In case you hadn’t heard, Arizona is a popular tourist destination for intergalactic visitors.

The state consistently ranks among the top areas for reported UFO sightings. In fact, there have been more than 3,000 recorded sightings in Arizona since 1950, according to the Davenport, Washington-based National UFO Reporting Center.

And it isn't just the widely reported 1997 mass sighting of the so-called Phoenix Lights. Historically, some of the strangest, unexplained alien encounters occurred right here in Arizona. 

"Arizona has always been a hotbed for UFOs, and the Phoenix Lights really proves that," says UFO hunter Jeff Willes, who runs the website UFOsOverPhoenix.com.

Willes calls himself "the original UFO hunter." Since 1995, the shaggy-haired landscaper has been observing Phoenix skies for hours a day in search of photographic evidence of unidentified flying objects and proof of alien activity. 

In consultation with Willes and other UFO enthusiasts, Phoenix New Times has compiled the top five alien encounters in Arizona.

Without further ado...

The Rhodes ‘Disc’ Photos (1947)

On July 7, 1947, a 30-year-old Arizona man took one of the first and most famous photos of flying saucers in the skies over Phoenix.

It was about 4 p.m. when William Rhodes stepped out of the back door of his Phoenix workshop after a summer thunderstorm.
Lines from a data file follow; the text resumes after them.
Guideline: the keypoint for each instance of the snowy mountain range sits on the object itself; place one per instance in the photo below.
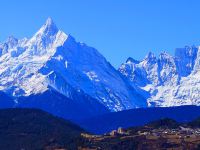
(170, 80)
(53, 61)
(54, 72)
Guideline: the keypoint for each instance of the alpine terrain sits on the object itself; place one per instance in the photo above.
(53, 72)
(170, 80)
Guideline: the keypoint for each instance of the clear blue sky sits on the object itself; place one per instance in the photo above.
(117, 28)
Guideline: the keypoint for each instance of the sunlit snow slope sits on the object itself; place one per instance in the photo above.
(170, 80)
(52, 59)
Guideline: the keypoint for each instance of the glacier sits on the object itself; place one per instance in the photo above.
(54, 61)
(169, 80)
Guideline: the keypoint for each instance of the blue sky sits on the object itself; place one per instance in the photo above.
(117, 28)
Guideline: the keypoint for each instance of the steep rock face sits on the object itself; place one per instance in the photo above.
(53, 60)
(170, 81)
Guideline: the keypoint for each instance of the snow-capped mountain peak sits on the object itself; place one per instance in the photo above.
(52, 59)
(170, 80)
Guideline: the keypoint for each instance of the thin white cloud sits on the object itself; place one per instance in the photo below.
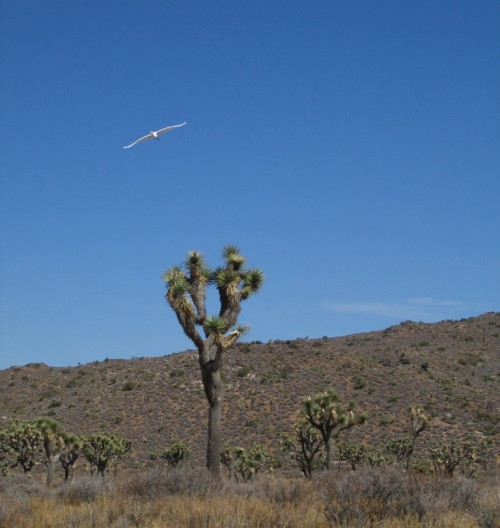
(416, 309)
(429, 301)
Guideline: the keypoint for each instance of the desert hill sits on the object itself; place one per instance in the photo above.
(452, 368)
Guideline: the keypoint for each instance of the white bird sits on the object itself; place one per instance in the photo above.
(154, 134)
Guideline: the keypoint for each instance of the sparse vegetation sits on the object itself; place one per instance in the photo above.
(461, 397)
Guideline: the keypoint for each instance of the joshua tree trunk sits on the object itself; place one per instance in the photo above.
(51, 466)
(214, 425)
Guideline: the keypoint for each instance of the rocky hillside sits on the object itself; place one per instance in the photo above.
(452, 368)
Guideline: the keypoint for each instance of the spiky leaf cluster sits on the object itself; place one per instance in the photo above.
(102, 449)
(175, 453)
(186, 293)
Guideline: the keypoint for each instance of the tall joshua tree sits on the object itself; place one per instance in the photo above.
(186, 293)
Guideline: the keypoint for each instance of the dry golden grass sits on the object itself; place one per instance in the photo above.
(187, 499)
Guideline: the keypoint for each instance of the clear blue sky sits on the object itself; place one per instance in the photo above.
(350, 149)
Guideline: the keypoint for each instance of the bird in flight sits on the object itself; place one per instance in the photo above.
(154, 134)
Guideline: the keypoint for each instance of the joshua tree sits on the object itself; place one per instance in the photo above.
(54, 440)
(175, 452)
(401, 447)
(246, 462)
(69, 454)
(326, 413)
(303, 447)
(419, 423)
(102, 449)
(23, 441)
(353, 453)
(186, 294)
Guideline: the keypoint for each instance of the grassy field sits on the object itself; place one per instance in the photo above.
(182, 498)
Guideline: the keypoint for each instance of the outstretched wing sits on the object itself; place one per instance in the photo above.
(166, 129)
(140, 140)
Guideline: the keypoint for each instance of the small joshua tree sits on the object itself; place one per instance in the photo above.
(69, 454)
(23, 441)
(104, 449)
(419, 423)
(175, 453)
(401, 448)
(303, 446)
(326, 413)
(54, 441)
(245, 462)
(353, 453)
(186, 295)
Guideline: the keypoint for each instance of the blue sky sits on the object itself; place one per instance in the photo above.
(350, 149)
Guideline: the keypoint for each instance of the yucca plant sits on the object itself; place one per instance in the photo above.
(326, 413)
(212, 335)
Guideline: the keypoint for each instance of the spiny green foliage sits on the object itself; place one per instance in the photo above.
(22, 441)
(303, 446)
(104, 449)
(400, 447)
(245, 462)
(175, 453)
(326, 413)
(447, 456)
(186, 287)
(352, 452)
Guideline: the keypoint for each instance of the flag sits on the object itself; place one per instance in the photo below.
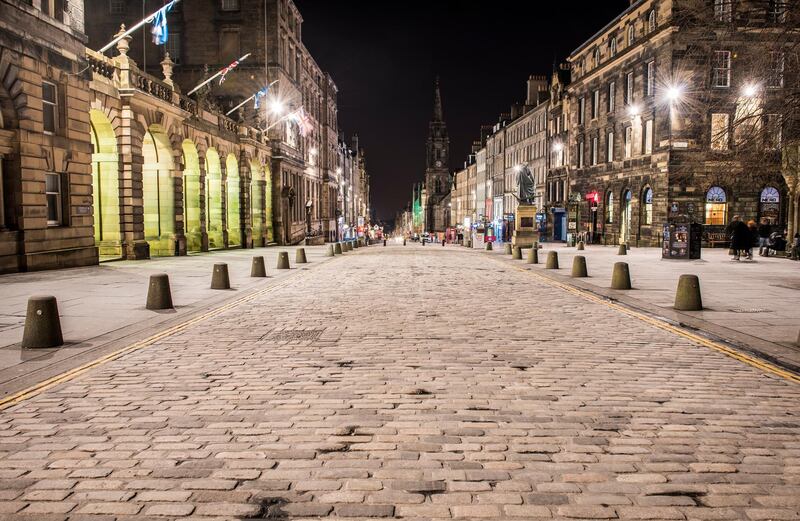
(160, 31)
(260, 94)
(228, 69)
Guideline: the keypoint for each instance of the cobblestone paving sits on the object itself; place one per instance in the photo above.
(414, 383)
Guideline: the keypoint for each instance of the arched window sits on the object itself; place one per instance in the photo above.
(770, 205)
(716, 206)
(610, 207)
(647, 208)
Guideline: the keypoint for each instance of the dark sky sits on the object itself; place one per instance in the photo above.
(384, 57)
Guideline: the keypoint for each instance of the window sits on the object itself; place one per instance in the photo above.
(716, 206)
(49, 107)
(173, 46)
(52, 190)
(722, 69)
(610, 145)
(612, 92)
(777, 62)
(116, 7)
(723, 10)
(628, 88)
(610, 207)
(650, 78)
(720, 131)
(647, 213)
(628, 142)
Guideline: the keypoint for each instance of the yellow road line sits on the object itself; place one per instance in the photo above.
(42, 386)
(732, 353)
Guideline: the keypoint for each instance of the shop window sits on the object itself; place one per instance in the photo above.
(770, 204)
(647, 217)
(716, 206)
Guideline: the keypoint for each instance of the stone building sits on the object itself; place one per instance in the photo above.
(45, 139)
(659, 106)
(214, 33)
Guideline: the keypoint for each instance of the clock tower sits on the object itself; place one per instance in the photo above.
(437, 171)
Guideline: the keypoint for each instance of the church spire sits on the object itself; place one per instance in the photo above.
(438, 113)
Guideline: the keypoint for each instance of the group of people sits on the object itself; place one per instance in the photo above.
(745, 236)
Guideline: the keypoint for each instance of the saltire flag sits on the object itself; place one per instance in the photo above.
(260, 94)
(228, 69)
(160, 30)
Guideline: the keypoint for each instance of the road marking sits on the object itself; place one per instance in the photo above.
(66, 376)
(660, 324)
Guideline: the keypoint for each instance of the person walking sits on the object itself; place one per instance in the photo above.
(764, 229)
(740, 237)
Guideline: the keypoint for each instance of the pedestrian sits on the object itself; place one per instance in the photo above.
(764, 229)
(740, 237)
(753, 229)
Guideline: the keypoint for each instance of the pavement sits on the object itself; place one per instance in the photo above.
(410, 383)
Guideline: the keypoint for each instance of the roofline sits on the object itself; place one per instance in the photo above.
(585, 44)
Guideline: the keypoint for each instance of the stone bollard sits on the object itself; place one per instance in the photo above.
(579, 267)
(257, 267)
(159, 295)
(219, 277)
(42, 325)
(621, 276)
(688, 298)
(283, 260)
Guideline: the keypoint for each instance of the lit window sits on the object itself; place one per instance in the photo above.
(722, 69)
(49, 107)
(52, 190)
(716, 206)
(720, 131)
(647, 214)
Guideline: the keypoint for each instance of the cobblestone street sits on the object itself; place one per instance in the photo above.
(409, 382)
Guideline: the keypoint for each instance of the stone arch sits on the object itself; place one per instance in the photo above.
(213, 205)
(233, 200)
(158, 192)
(105, 186)
(192, 215)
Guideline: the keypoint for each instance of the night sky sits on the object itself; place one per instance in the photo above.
(384, 57)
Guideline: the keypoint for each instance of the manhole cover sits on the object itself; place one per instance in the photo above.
(290, 335)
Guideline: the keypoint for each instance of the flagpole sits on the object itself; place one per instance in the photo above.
(214, 76)
(132, 29)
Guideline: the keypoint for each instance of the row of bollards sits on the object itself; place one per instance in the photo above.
(43, 325)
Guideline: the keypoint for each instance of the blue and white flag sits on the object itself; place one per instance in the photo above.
(160, 31)
(260, 94)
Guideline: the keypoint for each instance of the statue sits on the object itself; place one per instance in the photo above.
(526, 190)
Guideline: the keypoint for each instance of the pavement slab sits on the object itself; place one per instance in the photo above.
(416, 383)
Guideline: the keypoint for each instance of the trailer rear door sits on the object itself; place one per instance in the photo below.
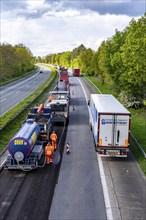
(113, 130)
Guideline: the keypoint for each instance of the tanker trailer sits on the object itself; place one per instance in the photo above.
(25, 151)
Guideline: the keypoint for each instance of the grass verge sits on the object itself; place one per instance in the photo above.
(138, 125)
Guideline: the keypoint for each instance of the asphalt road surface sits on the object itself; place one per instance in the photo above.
(88, 187)
(11, 95)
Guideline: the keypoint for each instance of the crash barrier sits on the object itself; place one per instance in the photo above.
(26, 107)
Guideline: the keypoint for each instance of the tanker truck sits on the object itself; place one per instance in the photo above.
(25, 148)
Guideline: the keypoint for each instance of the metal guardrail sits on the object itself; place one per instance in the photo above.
(138, 145)
(132, 136)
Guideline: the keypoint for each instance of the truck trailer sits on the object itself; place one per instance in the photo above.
(76, 72)
(110, 124)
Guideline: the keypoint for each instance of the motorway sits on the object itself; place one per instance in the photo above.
(11, 95)
(88, 187)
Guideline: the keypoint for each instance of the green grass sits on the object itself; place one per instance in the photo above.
(138, 124)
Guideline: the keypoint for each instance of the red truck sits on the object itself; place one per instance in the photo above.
(64, 77)
(76, 72)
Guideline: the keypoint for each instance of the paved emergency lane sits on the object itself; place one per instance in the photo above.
(124, 185)
(12, 94)
(78, 194)
(28, 195)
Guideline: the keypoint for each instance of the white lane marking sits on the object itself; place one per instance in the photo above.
(102, 175)
(2, 100)
(105, 190)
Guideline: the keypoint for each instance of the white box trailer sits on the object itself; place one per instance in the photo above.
(110, 124)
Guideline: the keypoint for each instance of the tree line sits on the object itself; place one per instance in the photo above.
(120, 61)
(15, 61)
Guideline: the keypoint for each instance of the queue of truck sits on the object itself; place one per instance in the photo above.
(109, 122)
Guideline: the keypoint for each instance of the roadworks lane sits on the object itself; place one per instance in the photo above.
(78, 194)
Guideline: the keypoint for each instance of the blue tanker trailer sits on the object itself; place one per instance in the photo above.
(25, 149)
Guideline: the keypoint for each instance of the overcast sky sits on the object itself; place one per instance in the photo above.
(53, 26)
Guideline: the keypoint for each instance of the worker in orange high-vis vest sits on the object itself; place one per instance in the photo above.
(53, 138)
(49, 150)
(51, 98)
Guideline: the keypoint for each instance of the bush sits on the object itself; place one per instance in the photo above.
(129, 100)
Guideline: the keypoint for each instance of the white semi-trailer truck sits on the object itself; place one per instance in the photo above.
(110, 124)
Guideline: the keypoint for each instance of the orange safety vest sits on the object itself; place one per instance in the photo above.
(49, 150)
(53, 137)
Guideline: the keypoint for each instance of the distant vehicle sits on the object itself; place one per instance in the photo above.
(76, 72)
(110, 125)
(59, 106)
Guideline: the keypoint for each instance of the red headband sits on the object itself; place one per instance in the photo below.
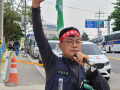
(68, 33)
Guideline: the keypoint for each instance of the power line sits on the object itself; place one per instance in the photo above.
(72, 7)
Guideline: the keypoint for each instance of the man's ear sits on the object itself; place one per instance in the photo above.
(60, 46)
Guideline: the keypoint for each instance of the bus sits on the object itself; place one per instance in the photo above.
(113, 42)
(100, 42)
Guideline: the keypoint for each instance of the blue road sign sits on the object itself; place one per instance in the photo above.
(94, 24)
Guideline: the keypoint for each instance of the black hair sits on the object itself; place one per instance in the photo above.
(67, 29)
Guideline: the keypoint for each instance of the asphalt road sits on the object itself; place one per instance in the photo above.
(33, 76)
(114, 61)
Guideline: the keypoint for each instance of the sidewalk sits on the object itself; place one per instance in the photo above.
(29, 77)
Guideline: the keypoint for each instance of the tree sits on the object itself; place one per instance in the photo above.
(116, 16)
(12, 19)
(84, 36)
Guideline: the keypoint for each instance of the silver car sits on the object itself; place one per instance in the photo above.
(96, 56)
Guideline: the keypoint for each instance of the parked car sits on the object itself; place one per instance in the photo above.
(96, 56)
(34, 50)
(53, 44)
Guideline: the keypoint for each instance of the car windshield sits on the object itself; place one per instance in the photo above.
(52, 44)
(91, 49)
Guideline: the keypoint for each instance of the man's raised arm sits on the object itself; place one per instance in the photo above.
(46, 53)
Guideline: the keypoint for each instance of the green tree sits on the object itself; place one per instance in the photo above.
(116, 16)
(84, 36)
(12, 19)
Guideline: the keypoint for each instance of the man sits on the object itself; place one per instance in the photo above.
(10, 46)
(16, 45)
(66, 73)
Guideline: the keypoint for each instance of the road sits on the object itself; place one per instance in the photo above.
(34, 75)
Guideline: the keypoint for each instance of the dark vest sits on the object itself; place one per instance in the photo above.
(61, 71)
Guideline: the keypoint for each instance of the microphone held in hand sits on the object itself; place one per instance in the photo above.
(84, 60)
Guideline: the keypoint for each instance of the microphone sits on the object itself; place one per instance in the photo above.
(85, 60)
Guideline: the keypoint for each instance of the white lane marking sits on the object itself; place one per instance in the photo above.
(39, 69)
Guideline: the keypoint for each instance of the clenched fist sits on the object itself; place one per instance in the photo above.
(36, 3)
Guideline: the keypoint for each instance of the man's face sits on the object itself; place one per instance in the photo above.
(70, 46)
The sound of an approaching jet caught his attention, but when he looked to the sky, he saw nothing.

Seconds later, an elliptical gray disk appeared, hovering silently above the horizon toward the northeast. Rhodes later estimated it to be 20 to 30 feet in diameter, with a cockpit and a tail. The object hung about 5,000 feet above the ground before suddenly spiraling downward, dropping 2,000 feet in seconds.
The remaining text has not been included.